İddianamede, FETÖ "dünyanın en tehlikeli silahlı terör örgütü" olarak tanımlandı. Örgütün hedefleri doğrultusunda önünde engel olarak gördüğü her şeyi yakıp yıktığı, iftiralarda bulunduğu, karalama kampanyasına girdiği, nihayetinde darbe girişimi gecesi karşısına çıkan savunmasız ve silahsız ama yürekli halka, ordunun en ağır silahları ile ateş açacak kadar gaddarlaşabildiği belirtilen iddianamede, şu ifadelere yer verildi:
Bir kısım gizli tanık ifadelerinden de açıkça anlaşılacağı üzere, üniversite düzeyinde dört yıllık lisans eğitim alan, akabinde kurmaylık eğitimi alan ve vurucu gücü oldukça şiddetli birliklere komuta eden kurmay subayların, silahlı darbe girişimi öncesi çok kısa bir süre aralığında yapılacak darbeden haberdar edildikleri, bir anlamda mecbur kalınan, ´yangından mal kaçırma´ olarak halk arasında bilinen bir özdeyişe benzer şekilde planlanan, bütün ülkeyi kapsayan bir darbe planının, zamanlama, koordinasyon, bilgi akışı, taktik ve sair konularda ne kadar eksik olduğunu görmelerine karşın, kendilerine bu emri tebliğ eden, askeri konularda yetersiz, sivil olan örgüt içinde ağabey olarak nitelenen üstlerinin direktiflerini nasıl sorgulamadan kabul ederek, kendi hayatları, çoluk çocukları ve ailelerinin geleceğini mahveden böyle bir girişime sorgusuz, sualsiz girmiş olmaları, örgütteki biat kültürünü ve dolayısıyla örgütün geldiği dehşet verici tehlikelilik düzeyini göstermektedir.

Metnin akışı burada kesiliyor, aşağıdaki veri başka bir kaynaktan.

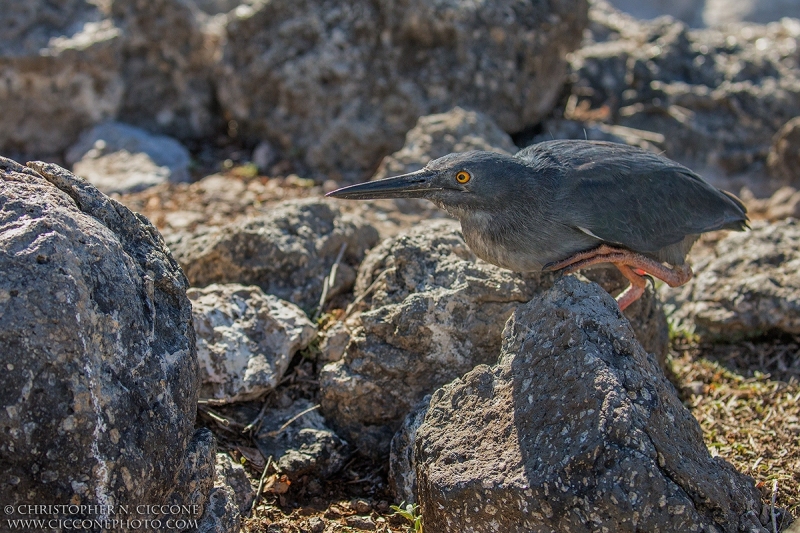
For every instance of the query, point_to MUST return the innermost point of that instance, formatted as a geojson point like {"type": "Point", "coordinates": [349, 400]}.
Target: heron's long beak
{"type": "Point", "coordinates": [415, 185]}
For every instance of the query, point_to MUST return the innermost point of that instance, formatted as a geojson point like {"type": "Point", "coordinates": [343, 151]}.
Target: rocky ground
{"type": "Point", "coordinates": [186, 318]}
{"type": "Point", "coordinates": [744, 393]}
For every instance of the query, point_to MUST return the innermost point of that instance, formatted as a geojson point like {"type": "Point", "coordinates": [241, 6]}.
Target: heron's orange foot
{"type": "Point", "coordinates": [632, 265]}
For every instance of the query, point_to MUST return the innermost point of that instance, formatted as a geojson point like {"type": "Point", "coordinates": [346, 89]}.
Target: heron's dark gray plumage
{"type": "Point", "coordinates": [556, 199]}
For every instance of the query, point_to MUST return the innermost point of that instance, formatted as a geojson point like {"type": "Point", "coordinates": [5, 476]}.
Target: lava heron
{"type": "Point", "coordinates": [566, 205]}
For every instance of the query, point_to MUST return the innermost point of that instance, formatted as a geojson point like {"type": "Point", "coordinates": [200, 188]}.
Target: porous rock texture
{"type": "Point", "coordinates": [65, 66]}
{"type": "Point", "coordinates": [245, 340]}
{"type": "Point", "coordinates": [306, 446]}
{"type": "Point", "coordinates": [433, 312]}
{"type": "Point", "coordinates": [169, 52]}
{"type": "Point", "coordinates": [287, 253]}
{"type": "Point", "coordinates": [717, 95]}
{"type": "Point", "coordinates": [342, 83]}
{"type": "Point", "coordinates": [748, 287]}
{"type": "Point", "coordinates": [116, 157]}
{"type": "Point", "coordinates": [575, 429]}
{"type": "Point", "coordinates": [97, 349]}
{"type": "Point", "coordinates": [235, 477]}
{"type": "Point", "coordinates": [59, 72]}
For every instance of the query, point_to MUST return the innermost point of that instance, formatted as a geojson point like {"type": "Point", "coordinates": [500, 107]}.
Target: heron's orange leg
{"type": "Point", "coordinates": [625, 261]}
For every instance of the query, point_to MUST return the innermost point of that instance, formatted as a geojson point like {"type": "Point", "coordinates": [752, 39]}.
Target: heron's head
{"type": "Point", "coordinates": [459, 183]}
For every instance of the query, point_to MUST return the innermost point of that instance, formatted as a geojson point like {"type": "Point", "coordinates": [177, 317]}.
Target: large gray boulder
{"type": "Point", "coordinates": [116, 157]}
{"type": "Point", "coordinates": [431, 312]}
{"type": "Point", "coordinates": [245, 340]}
{"type": "Point", "coordinates": [716, 96]}
{"type": "Point", "coordinates": [66, 66]}
{"type": "Point", "coordinates": [287, 253]}
{"type": "Point", "coordinates": [719, 12]}
{"type": "Point", "coordinates": [340, 84]}
{"type": "Point", "coordinates": [749, 286]}
{"type": "Point", "coordinates": [169, 52]}
{"type": "Point", "coordinates": [59, 68]}
{"type": "Point", "coordinates": [688, 11]}
{"type": "Point", "coordinates": [97, 348]}
{"type": "Point", "coordinates": [576, 429]}
{"type": "Point", "coordinates": [300, 442]}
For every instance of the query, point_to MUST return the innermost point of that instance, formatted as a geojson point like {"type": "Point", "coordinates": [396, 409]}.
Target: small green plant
{"type": "Point", "coordinates": [681, 332]}
{"type": "Point", "coordinates": [411, 513]}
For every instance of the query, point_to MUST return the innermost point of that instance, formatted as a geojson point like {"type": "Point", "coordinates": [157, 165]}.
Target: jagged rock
{"type": "Point", "coordinates": [717, 96]}
{"type": "Point", "coordinates": [97, 348]}
{"type": "Point", "coordinates": [287, 253]}
{"type": "Point", "coordinates": [575, 429]}
{"type": "Point", "coordinates": [306, 446]}
{"type": "Point", "coordinates": [236, 478]}
{"type": "Point", "coordinates": [333, 342]}
{"type": "Point", "coordinates": [245, 340]}
{"type": "Point", "coordinates": [748, 287]}
{"type": "Point", "coordinates": [687, 11]}
{"type": "Point", "coordinates": [69, 65]}
{"type": "Point", "coordinates": [434, 311]}
{"type": "Point", "coordinates": [59, 68]}
{"type": "Point", "coordinates": [169, 51]}
{"type": "Point", "coordinates": [783, 161]}
{"type": "Point", "coordinates": [342, 83]}
{"type": "Point", "coordinates": [116, 157]}
{"type": "Point", "coordinates": [719, 12]}
{"type": "Point", "coordinates": [221, 515]}
{"type": "Point", "coordinates": [402, 459]}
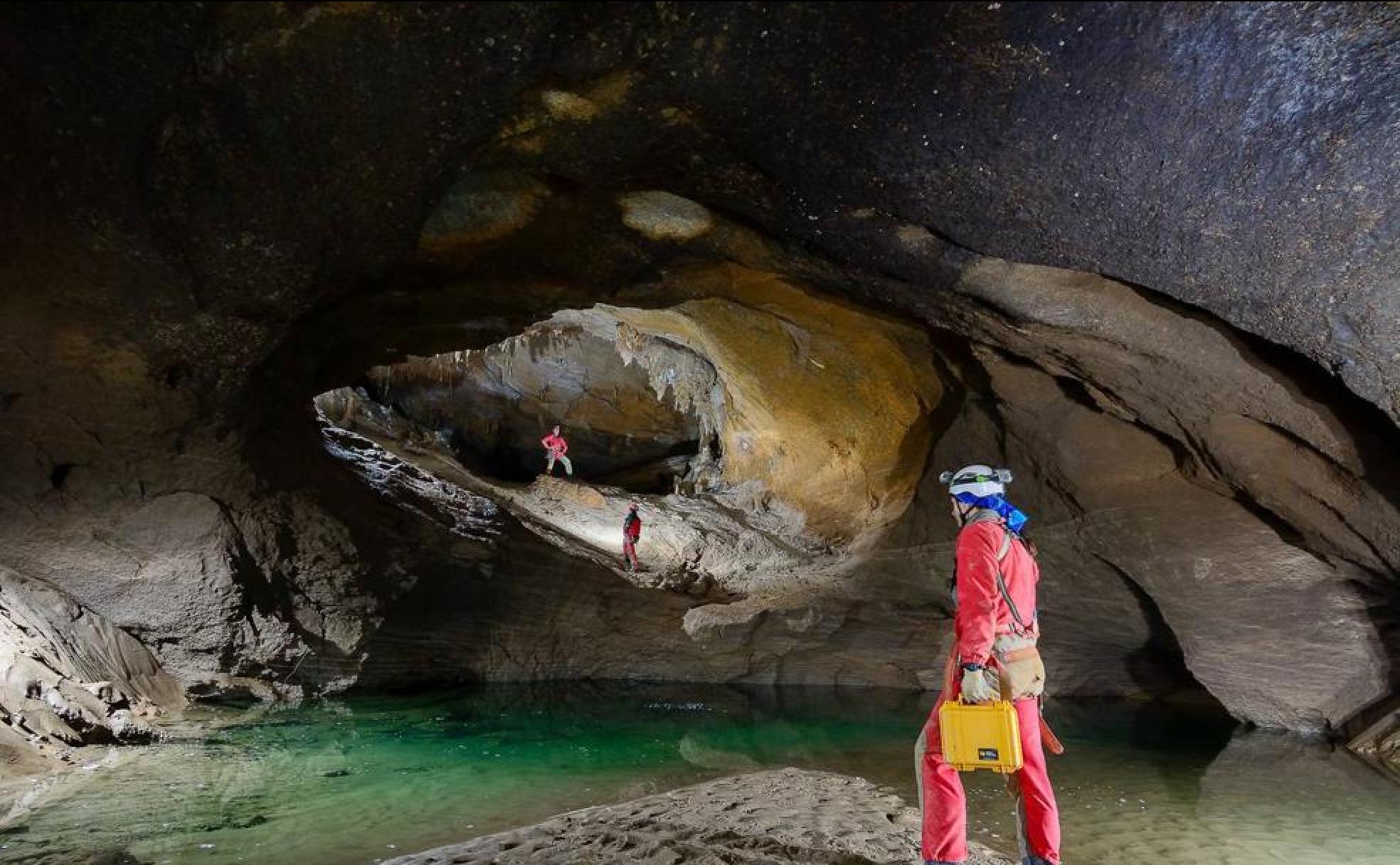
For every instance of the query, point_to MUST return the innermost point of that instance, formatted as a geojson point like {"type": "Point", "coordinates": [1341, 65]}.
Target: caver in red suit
{"type": "Point", "coordinates": [989, 640]}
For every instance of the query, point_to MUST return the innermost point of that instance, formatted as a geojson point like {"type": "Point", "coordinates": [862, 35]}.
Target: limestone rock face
{"type": "Point", "coordinates": [69, 676]}
{"type": "Point", "coordinates": [1142, 254]}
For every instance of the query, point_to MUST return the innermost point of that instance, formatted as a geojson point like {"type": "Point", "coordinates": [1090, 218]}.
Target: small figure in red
{"type": "Point", "coordinates": [555, 450]}
{"type": "Point", "coordinates": [630, 534]}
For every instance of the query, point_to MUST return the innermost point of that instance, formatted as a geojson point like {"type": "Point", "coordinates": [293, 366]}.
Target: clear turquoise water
{"type": "Point", "coordinates": [360, 780]}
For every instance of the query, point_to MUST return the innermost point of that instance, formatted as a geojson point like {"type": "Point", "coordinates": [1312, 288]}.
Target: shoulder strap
{"type": "Point", "coordinates": [1002, 583]}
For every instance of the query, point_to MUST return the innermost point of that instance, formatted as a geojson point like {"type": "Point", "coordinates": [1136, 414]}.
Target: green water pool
{"type": "Point", "coordinates": [360, 780]}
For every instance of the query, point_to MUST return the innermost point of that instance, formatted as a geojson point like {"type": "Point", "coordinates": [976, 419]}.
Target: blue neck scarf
{"type": "Point", "coordinates": [1015, 519]}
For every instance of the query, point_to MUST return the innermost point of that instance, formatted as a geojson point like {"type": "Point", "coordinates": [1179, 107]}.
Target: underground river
{"type": "Point", "coordinates": [364, 778]}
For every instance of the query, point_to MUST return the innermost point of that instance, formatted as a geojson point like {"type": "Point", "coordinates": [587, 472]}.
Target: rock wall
{"type": "Point", "coordinates": [215, 213]}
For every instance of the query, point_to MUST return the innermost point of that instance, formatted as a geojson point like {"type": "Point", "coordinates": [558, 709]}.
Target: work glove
{"type": "Point", "coordinates": [976, 688]}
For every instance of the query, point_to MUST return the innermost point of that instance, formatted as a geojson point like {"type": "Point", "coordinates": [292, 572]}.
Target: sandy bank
{"type": "Point", "coordinates": [772, 818]}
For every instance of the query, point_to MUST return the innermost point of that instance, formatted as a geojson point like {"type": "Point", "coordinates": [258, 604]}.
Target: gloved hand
{"type": "Point", "coordinates": [976, 688]}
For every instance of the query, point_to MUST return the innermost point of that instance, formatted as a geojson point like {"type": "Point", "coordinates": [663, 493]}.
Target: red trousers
{"type": "Point", "coordinates": [945, 807]}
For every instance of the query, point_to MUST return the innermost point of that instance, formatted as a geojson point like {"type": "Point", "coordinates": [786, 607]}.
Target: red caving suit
{"type": "Point", "coordinates": [982, 616]}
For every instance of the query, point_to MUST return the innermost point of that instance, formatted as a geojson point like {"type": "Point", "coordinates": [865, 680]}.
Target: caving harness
{"type": "Point", "coordinates": [1021, 636]}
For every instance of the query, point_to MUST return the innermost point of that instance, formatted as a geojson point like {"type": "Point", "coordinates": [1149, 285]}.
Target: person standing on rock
{"type": "Point", "coordinates": [555, 450]}
{"type": "Point", "coordinates": [995, 655]}
{"type": "Point", "coordinates": [630, 535]}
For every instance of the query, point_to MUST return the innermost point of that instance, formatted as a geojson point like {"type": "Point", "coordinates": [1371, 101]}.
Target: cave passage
{"type": "Point", "coordinates": [492, 408]}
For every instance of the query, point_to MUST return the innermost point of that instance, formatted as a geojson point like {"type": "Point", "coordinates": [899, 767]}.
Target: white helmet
{"type": "Point", "coordinates": [979, 480]}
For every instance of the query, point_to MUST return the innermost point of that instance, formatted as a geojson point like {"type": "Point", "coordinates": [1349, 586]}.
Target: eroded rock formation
{"type": "Point", "coordinates": [215, 213]}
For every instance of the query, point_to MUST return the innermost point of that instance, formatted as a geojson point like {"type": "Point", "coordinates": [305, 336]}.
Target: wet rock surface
{"type": "Point", "coordinates": [1154, 247]}
{"type": "Point", "coordinates": [766, 818]}
{"type": "Point", "coordinates": [69, 676]}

GÜLEN´İN ÖRGÜT MENSUPLARI ÜZERİNDEKİ ETKİSİ İDDİANAMEDE
Örgütteki, elebaşı Fetullah Gülen´e karşı mutlak itaatin vurgulandığı iddianamede, üst düzey rütbeli bir subayla ilgili ilginç bir detaya da yer verildi.
İddianamede, "Kara Harp Okulunu bitiren, daha sonra kurmaylık eğitimi alan yüksek rütbeli bir subayın ifadesinin sonunda ağlayarak, ifadeyi alan cumhuriyet savcısına artık sorulara cevap vermek istemediğini, bu hayatının mahvolduğunu, hocası Fetullah Gülen´in bu ifadeleri duyması halinde ise kendisine beddua etmesi sonucu artık ahiret hayatının da mahvolması ihtimalinin bulunduğunu, bundan korktuğunu söylemektedir." denildi.
"ÖRGÜTÜN BAŞKENTİ İZMİR"
"Örgütün kuralları" başlığı altında, FETÖ´nün İzmir´i "başkent" olarak kabul ettiği bilgisine yer verilen iddianamede, "Fetullahçı Terör Örgütü/Paralel Devlet Yapılanması´nın (FETÖ/PDY) İzmir ilini başkent olarak kabul etmesindeki sebep, örgüt lideri olan Fetullah Gülen´in uzun yıllar İzmir ilinde görev yaptığı, bu zaman zarfında örgütün üst kademesini belirleyerek, ilk faaliyetlerine İzmir ilinde başlaması münasebetiyledir" ifadeleri kullanıldı.
ÖRGÜTÜN ŞİFRELİ DİLİ
Örgüt hiyerarşisinde kullanılan şifreli dilin de deşifre edildiği iddianamede,"himmet"in örgütün üst düzeyinde "kira", bursun "aidat", kurbanın "hisse",bayramın "Bayram bey", KDV´nin "Merkez ve Yurtdışı Ödemesi" olarak şifrelendiği ve toplanan para, çek ve senetlerin yıllık cirosunun yüzde 13´üne karşılık gelen "KDV"nin "başkent" olarak görülen İzmir haricindeki tüm Türkiye´de uygulandığı belirtildi.
İddianamede, örgütün en önemli gelir kalemlerinden birinin de "himmet"olduğuna işaret edilerek, bunu ödemeyenlerin dışlandığı, örgüt lideri Gülen için verilen paranın "Kutsal Hoca Payı" olarak adlandırıldığı ve bu paraya hiç dokunulmadan bağlı bulundukları merkeze gönderildiği, bu payın il, ilçe ve büyük bölgelere göre değişkenlik gösterebildiğinin anlaşıldığı kaydedildi.
Kurban ibadetinin örgütün gelir elde ettiği ve en çok suistimal ettiği alanlardan biri olduğuna dikkat çekilen iddianamede, kurban bedeli verip et isteyenler için arife günü göstermelik kurban kesildiği ve bunun etinden verildiği, FETÖ elebaşı Gülen´in "örgütün başından eksik olmaması" ve "hiç ölmemesi" için de nafile kurban kesildiği tespiti yer aldı.
İzmir´de FETÖ´nün 15 Temmuz´daki darbe girişimine ilişkin soruşturma kapsamında İzmir Cumhuriyet Savcısı Berkant Karakaya tarafından hazırlanan bin 300 sayfalık iddianame, İzmir 2. Ağır Ceza Mahkemesine sunulmuştu.
İddianamede, Fetullah Gülen´in "birinci" şüpheli olduğu 267 şüpheli hakkında,"anayasal düzeni ortadan kaldırmaya teşebbüs, silahlı terör örgütüne üye olma, Türkiye Büyük Millet Meclisini ortadan kaldırmaya veya görevini yapmasını engellemeye teşebbüs" suçlamaları yer alıyordu.